64. Applications of Federated Learning in medical image segmentation and classification

64. Applications of Federated Learning in medical image segmentation and classification

Przemysław Jabłecki & Filip Ślazyk – Sano Centre for Computational Medicine, Krakow, Poland

Abstract

    The advancement of machine learning techniques in critical domains such as medicine requires new approach to data distribution and privacy. Medical datasets are not easily available for research; therefore, we need new algorithmic and infrastructural solutions to overcome this limitation. One of them is Federated Learning (FL), a technique allowing for distributed training of machine learning models without actual data exchange between centres. This new method is gaining momentum in the fields of AI and medicine and more research should performed on its applications in tasks related to medical data processing.
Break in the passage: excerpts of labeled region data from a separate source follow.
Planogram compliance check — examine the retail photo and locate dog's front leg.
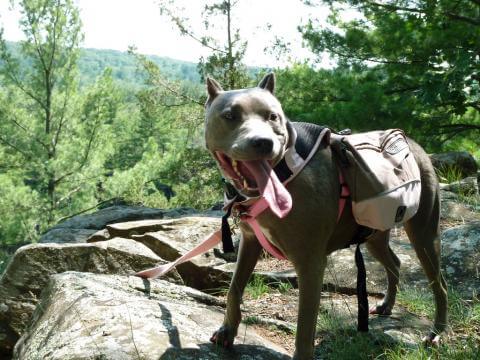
[293,256,327,360]
[210,224,262,347]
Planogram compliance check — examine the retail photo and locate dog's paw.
[210,325,235,349]
[368,304,392,316]
[422,331,442,347]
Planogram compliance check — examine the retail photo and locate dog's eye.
[222,111,233,121]
[268,113,278,121]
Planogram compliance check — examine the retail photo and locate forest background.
[0,0,480,251]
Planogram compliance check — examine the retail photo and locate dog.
[205,73,447,360]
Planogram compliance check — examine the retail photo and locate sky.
[0,0,338,67]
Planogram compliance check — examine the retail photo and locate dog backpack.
[331,129,421,230]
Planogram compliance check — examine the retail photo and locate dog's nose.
[250,137,273,155]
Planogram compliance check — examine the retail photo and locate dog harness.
[136,122,368,331]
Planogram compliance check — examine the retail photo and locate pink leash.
[135,171,350,279]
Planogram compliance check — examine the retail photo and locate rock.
[129,217,231,292]
[13,272,290,360]
[0,238,182,353]
[442,222,480,298]
[440,176,478,196]
[430,151,478,177]
[38,228,95,244]
[39,205,201,243]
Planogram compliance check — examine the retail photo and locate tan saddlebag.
[331,129,421,230]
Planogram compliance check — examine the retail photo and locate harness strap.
[244,171,350,260]
[355,244,368,332]
[135,230,222,279]
[222,203,235,253]
[240,197,287,260]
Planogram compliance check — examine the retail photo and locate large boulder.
[13,272,290,360]
[87,216,231,292]
[442,221,480,298]
[0,238,182,354]
[39,205,199,243]
[430,151,478,177]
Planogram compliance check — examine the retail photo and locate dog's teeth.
[232,160,242,177]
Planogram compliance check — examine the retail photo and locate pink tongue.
[243,160,292,218]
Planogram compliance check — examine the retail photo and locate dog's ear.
[258,73,275,94]
[207,77,223,103]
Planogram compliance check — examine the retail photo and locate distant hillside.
[3,42,200,86]
[78,49,200,85]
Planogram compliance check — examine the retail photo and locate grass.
[245,274,270,299]
[245,274,293,299]
[315,288,480,360]
[437,165,464,184]
[0,249,13,275]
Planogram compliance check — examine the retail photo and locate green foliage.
[301,0,480,147]
[437,165,463,184]
[160,0,251,90]
[277,64,416,136]
[245,274,270,299]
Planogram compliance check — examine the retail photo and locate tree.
[300,0,480,141]
[160,0,250,89]
[0,0,116,236]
    In our talk, we discuss the recent developments in FL for medical applications and compare existing FL frameworks in the context of their usability and reliability. We also present our recent results of large-scale, distributed FL experiments related to chest X-ray (CXR) image segmentation and classification with multi-centre data. Various aspects regarding the impact of differential privacy, data and features distributions on the training process is discussed. Infrastructural details, namely usage of HPC and cloud, are presented. Finally, we present an approach combining segmentation and classification tasks in the FL manner.

    About the authors

    Przemysław Jabłecki holds an engineer degree in Computer Science. He was graduated with honours from AGH Krakow in 2021. His engineer thesis was focused on the integration and comparison of feature selection algorithms in the context of data of patients suffering from hairy cell leukaemia. Currently, he is pursuing a MSc degree in Data Science and doing research on the application of federated learning to medical image segmentation. He is interested in deep learning, algorithms, and large-scale cloud computing.
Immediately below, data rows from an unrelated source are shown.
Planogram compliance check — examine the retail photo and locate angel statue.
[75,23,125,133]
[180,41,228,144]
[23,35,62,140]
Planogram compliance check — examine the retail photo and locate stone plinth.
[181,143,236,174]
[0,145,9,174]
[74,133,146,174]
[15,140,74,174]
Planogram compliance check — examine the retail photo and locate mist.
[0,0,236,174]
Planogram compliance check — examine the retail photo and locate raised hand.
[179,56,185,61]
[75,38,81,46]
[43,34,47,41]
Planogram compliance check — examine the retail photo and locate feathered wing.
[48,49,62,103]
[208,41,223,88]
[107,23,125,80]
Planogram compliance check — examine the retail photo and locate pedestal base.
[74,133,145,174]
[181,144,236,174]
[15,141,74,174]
    Filip Ślazyk holds a engineer degree in Computer Science obtained at AGH Krakow in 2021. Currently, he is working on a MSc degree in Data Science at the same university. His engineer thesis was related to processing the data of hairy cell leukaemia patients using machine learning techniques. His current research are focused on the applications of federated learning in healthcare under the supervision of Maciej Malawski. He is interested in machine learning, deep learning and cloud computing. His professional experience has been gained at the key players in the IT industry. He is the Junior Scientific Programmer at the Sano Centre.